Inilah momentum yang terjadi satu bulan dalam setahun. Momen saat berbuat kebaikan begitu mudah. Mungkin diluangkan kesempatan ini dengan dibelenggunya setan seperti disebut dalam hadits. Sehingga kebaikan seakan ringan dilakukan, ditambah faktor pendukung lain, bisa jadi kondisi sekitar atau media sosial yang cukup berpengaruh. Inilah yang bisa kita sebut rekayasa kebaikan sosial. Seperti yang terjadi pada istilah ane, ente, antum, ikhwan dan akhwat yang sebelumnya dianggap aneh, dicemooh, kearab-araban atau so islami. Tapi proses rekayasa budaya merubahnya menjadi awwam di telinga kita sekarang.
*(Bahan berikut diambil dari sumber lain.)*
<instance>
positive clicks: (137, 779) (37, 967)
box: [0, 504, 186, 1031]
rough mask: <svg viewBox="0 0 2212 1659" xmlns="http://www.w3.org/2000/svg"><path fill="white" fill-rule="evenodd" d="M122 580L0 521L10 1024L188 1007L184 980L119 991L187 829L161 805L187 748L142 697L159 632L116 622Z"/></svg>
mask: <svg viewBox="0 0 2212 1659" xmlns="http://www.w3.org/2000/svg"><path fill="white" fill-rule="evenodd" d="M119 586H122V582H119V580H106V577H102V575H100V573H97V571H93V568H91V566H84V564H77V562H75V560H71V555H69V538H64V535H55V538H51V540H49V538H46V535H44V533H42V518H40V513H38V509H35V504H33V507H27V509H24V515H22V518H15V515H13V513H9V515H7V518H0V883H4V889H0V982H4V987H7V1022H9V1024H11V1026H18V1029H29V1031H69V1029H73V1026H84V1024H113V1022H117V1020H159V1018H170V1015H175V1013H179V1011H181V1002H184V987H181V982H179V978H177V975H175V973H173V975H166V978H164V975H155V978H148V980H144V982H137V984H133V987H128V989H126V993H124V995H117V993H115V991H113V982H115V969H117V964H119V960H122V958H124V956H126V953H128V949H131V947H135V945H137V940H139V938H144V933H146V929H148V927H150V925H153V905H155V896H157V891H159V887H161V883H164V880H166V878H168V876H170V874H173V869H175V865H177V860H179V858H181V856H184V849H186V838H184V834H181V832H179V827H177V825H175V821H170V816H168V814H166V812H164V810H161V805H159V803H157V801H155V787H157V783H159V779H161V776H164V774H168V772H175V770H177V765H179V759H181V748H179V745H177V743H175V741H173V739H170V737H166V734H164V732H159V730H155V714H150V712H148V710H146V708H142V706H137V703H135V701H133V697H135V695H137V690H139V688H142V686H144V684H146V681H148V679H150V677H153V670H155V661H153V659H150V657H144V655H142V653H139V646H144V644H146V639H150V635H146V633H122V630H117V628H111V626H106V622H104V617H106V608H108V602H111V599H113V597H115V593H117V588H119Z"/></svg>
Kesempatan itu ibarat burung, ia tak pernah diam bertengger di satu tempat. Begitupun momen ini, tak terasa akan pergi juga. Saat Ramadhan memberi kemudahan untuk beribadah, lakukan dengan maksimal. Hingga tiba pada masa sulit beribadah, kita tetap istiqomah melakukannya. Begitupun saat Ramadhan memberi keluangan untuk memberi, berilah sederma mungkin. Hingga tiba saat sulit memberi, kita memiliki kekuatan hati untuk peduli
Maka, jangan sia-siakan kesempatan terbaik untuk menguatkan persiapan. Apa yang akan kita hadapi tak akan mudah. Ada sebulas bulan lamanya, beragam godaan dan ujian. Bisa jadi kekuatan kita menghadapi itu semua bergantung kepada persiapan selama di bulan Ramadhan. Seperti dalam al-Baqarah ayat 183, salah satu tujuan perintah puasa di bulan Ramadhan ialah agar kita menjadi bertaqwa. Dan siap dengan ujian-ujian yang akan dihadapi bulan-bulan selanjutnya.
Wallahua’lam bisshowab.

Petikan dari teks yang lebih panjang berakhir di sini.